Query your database to compute the number of stations with high activity (>=20) and low activity (<=5) in each of the two time intervals. Display your results. They may look like the following (the actual numbers may differ):

High Activity Stations [10, 29]

Low Activity Stations [205, 308]

There will be 4 counts in total. A station with activity [25, 3] will contribute towards the count for High Activity Stations in the first interval and contribute towards the count for the Low Activity Stations in the second interval.

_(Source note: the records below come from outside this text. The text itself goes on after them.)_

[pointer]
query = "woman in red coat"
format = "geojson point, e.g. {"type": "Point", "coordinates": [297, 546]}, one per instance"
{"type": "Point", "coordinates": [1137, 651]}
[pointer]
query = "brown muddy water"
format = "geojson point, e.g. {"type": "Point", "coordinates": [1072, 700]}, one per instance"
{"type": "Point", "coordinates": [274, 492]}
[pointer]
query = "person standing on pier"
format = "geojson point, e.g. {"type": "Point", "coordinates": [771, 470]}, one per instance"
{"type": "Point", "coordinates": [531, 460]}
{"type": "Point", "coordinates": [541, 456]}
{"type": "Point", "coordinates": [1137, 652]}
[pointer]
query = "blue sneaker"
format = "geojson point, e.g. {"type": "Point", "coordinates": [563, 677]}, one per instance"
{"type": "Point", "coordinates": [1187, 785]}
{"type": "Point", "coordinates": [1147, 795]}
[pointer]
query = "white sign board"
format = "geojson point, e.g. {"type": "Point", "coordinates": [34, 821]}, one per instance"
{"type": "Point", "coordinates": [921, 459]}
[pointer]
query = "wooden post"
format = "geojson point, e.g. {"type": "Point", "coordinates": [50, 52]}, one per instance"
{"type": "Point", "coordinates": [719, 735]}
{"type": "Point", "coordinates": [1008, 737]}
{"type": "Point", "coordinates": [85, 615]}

Note that general form of the matrix for the result is as follows:

High Activity Stations [x1, x2]

Low Activity Stations [y1, y2]

x1 and y1 are the counts for the first interval and x2 and y2 are the counts for the second interval. 

The station in the example above (activity [25,3]) will contribute to the value of x1 and y2. 

 If there are just two stations with activity [25,3] and [30, 25], the results would be

          High Activity Stations [2, 1]
          Low Activity Stations [0, 1]

In [23]:
#Query your database to compute the number of stations with high activity (>=20) and low activity (<=5) 
#in each of the two time intervals.

high_1=0
high_2=0
low_1=0
low_2=0
for station in temp_data:
    activity1 = station.get('activity')[0]
    if(activity1 >= 20):
        high_1+=1
    elif activity1 <= 5:
        low_1+=1
    activity2 = station.get('activity')[1]
    if activity2 >= 20:
        high_2+=1
    elif activity2 <= 5:
        low_2+=1       
High_Activity_Stations = [high_1,high_2]
Low_Activity_Stations=[low_1,low_2]

print(High_Activity_Stations)
print(Low_Activity_Stations)

[5, 90]
[1714, 1453]